Canadian Airborne Forces Museum, The
Canadian Forces Base Petawawa, P.O. Box 9999 Station Main
Petawawa, Ontario
K8H 2X3
Site Location: Building P-51, CFB Petawawa
Telephone: 613-588-6238
Fax: 613-588-6446
E-mail: airbornereg@renc.igc.net

They might know who to contact.


----------



## Manimal (21 Jul 2005)

my brother gave me an old coin collections, and looking thru it, i found an airborne coin, i assume you get it when you finish the course.
i'd like to get it back to it's owner, but do i take it to the local armouries, or should i contact someone/where else about it?


----------



## PPCLI MCpl (21 Jul 2005)

If it is an Canadian Airborne Regiment coin, it should have the soldiers' name engraved on the back of it.


----------



## Bruce Monkhouse (21 Jul 2005)

Hmmm, I believe its just the number on the back  but the muesum in Pet has a list....[ I think]


----------



## Manimal (21 Jul 2005)

there is no name, but there is a number i think. (i don't have the coin with me now)

so call Pet?


----------



## Bruce Monkhouse (21 Jul 2005)

Can't hurt, ask for the Airborne museum during business hours.....


----------



## redleafjumper (21 Jul 2005)

This link posts lost and missing coins.

http://www.joedrouin.com/Airborne-ARAC.htm

It might be useful to post the information there.


----------



## George Wallace (21 Jul 2005)

Having worked at the Museum, I know that they don't have the numbers.  The above link given by redleafjumper is the best bet, as those coins are logged and ARAC has the log books in their possession.


----------



## Bruce Monkhouse (21 Jul 2005)

Thanks for clarifing that George. I was passing on info that was given to me a few years ago. [ the worst part is while moving I lost the coin that I had inquired about. Duh...


----------



## Krazy-P (22 Jul 2005)

i found an airborne coin once in a washing machine in the barracks, i was afraid to give it back for fear of the guy thinking i stole it and getting a beatdown.lol  but i did slip it under his door.


----------



## reccecrewman (2 Sep 2005)

LOL - Could go either way............. He'll either thank you for returning it or as you said, beat you


----------



## TOW II (23 Sep 2005)

As previously stated please contact the following whenever you find an* issued * Canadian Airborne regiment Challenge Coin.

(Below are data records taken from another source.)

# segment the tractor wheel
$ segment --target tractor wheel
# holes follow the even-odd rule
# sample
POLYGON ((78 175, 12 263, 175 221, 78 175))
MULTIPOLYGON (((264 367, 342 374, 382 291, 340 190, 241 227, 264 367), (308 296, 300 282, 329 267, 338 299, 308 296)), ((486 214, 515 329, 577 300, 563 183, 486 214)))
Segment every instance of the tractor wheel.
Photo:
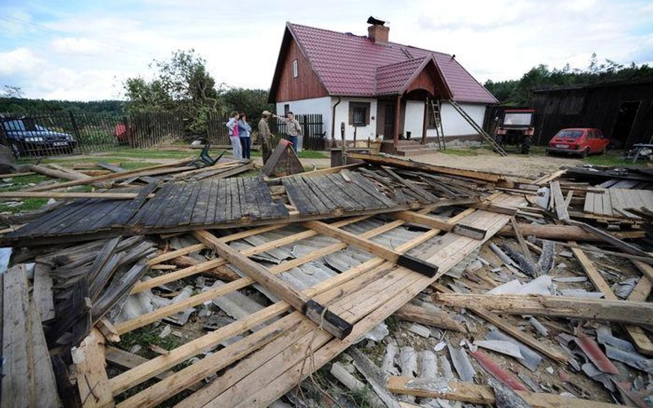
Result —
POLYGON ((521 154, 528 154, 530 153, 530 136, 524 137, 521 140, 521 154))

http://www.joedrouin.com/Airborne-ARAC.htm

Airborne Regiment Association Kit Shop/Magasin de l'Association du Régiment aéroporté
22 de Valcourt, Unit 10
Gatineau, QC, J8T 8G8
Telephone: (819) 568-6669
Fax: (819) 568-1074
E-mail/Courriel: airbornekitshop@sympatico.ca


----------



## geo (23 Sep 2005)

might as well close this thread down now...........

Chimo!


----------